This week I want to pass on some great advice I read for recent post-docs and how to get their first teaching job. You can read the full article by Gary de Coker here but I have pulled out the key sections relevant for the UK job market below.
1. Learn about the university.
You may think you know a lot about how universities work, but there’s always more you can do. Learn which consortia the university you are applying to is a member of, for example, the Russell Group. You might think that managerial policy has little to do with you as a lowly applicant for a teaching job but this isn’t true. The more you can teach yourself about the policies and future plans of the institution, the more knowledgeable you’ll sound at interview. And make sure that those writing your referees’ letters also know a bit about the university to which you are applying.
2. Teaching Experience
Get as much as you can, but don’t worry if you have never designed or run your own course. A variety of experience is better as long as you can show the interview panels the range of pedagogical techniques you have used and can comment on their relative successes or failures.
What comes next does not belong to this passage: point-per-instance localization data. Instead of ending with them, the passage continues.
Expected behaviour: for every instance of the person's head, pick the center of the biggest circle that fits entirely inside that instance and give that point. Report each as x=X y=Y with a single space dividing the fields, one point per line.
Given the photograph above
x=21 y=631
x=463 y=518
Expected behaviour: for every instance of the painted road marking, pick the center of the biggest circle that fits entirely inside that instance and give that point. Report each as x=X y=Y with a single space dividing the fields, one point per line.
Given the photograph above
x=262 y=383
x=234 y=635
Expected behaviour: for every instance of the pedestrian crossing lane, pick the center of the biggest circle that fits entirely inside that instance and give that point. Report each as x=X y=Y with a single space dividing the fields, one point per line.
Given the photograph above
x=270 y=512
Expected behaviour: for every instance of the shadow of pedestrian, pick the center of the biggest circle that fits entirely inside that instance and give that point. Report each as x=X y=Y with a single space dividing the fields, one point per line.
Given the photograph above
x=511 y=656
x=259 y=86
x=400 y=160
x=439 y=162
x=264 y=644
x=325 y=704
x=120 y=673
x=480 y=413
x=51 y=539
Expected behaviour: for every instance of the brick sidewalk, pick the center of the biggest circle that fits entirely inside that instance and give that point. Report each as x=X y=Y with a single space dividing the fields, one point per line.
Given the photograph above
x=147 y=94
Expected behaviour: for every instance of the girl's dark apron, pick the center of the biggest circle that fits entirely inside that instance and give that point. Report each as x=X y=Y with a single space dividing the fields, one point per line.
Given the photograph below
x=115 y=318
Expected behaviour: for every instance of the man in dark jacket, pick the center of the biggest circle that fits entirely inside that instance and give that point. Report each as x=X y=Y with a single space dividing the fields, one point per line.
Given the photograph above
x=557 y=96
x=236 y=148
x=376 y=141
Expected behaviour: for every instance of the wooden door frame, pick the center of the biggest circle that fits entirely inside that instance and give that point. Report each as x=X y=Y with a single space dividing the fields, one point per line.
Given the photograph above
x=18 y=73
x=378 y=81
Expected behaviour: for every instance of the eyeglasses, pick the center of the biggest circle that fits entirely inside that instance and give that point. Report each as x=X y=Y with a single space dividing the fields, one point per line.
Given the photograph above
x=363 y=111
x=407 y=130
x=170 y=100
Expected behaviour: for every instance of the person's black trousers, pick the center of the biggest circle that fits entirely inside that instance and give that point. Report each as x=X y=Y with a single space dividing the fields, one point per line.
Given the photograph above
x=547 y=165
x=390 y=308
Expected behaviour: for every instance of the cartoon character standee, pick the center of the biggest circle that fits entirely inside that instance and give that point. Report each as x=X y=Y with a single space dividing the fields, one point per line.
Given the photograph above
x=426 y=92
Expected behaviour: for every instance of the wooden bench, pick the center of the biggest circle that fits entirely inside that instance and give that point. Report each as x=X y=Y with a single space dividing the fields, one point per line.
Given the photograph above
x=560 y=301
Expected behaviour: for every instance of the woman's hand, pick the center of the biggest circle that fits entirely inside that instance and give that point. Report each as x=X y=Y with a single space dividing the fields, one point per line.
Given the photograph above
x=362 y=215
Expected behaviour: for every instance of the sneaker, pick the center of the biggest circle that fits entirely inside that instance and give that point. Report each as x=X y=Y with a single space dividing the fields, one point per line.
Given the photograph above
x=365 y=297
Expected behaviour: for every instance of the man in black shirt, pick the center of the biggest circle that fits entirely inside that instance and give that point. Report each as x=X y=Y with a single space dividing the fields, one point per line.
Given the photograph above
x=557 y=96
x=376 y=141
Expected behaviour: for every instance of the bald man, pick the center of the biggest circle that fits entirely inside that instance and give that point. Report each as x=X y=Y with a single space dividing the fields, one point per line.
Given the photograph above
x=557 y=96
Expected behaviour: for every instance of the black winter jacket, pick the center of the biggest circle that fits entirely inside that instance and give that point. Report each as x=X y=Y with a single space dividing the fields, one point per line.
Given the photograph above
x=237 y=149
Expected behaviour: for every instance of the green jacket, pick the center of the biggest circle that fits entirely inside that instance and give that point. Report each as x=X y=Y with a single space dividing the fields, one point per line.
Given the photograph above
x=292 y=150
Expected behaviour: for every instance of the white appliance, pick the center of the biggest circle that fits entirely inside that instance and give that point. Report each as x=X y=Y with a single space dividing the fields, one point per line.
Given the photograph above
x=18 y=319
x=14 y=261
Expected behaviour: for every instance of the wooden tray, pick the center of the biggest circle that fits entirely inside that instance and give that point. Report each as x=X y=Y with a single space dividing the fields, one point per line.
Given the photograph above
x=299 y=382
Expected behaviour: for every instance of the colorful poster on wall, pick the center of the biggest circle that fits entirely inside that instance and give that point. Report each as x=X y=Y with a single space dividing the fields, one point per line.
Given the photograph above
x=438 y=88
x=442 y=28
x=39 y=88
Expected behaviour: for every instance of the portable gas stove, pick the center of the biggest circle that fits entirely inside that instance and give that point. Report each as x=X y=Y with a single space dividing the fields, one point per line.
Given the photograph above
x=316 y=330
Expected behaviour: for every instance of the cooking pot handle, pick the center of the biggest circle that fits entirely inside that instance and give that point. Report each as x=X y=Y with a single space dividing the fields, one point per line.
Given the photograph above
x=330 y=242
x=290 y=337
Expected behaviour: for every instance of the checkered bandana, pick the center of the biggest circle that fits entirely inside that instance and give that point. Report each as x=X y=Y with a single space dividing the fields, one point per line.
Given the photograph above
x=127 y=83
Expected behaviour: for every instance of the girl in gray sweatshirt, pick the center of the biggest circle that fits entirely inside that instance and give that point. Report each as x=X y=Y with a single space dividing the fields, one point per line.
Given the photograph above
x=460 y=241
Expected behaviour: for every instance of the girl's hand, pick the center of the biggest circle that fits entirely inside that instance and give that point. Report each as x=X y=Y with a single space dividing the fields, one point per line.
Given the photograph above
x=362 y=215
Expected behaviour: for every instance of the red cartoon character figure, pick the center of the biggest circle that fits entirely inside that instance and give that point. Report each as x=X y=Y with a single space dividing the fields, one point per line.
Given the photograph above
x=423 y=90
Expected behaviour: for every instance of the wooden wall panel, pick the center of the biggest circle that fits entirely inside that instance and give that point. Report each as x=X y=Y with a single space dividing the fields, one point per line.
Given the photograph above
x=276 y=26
Unless directed otherwise, offer your interview presentation on a subject that would be of interest to undergraduates. The panel want to see that you’ll make a good teacher, you’ll have plenty of opportunity to talk to them about the intricacies of your thesis later.
4. Interview panel
Do a lot of research about each person who will be interviewing you. What are their academic interests, but also what is their role within the university and hence, on this interview panel. Bear in mind you’ll probably have to repeat yourself a lot over the course of the day as you ‘sell’ yourself to different people. Try to come across as professional but friendly, organised but approachable.
Most of this is great advice for jobseekers whatever their position, but especially so for those who have recently completed their PhD. Good luck!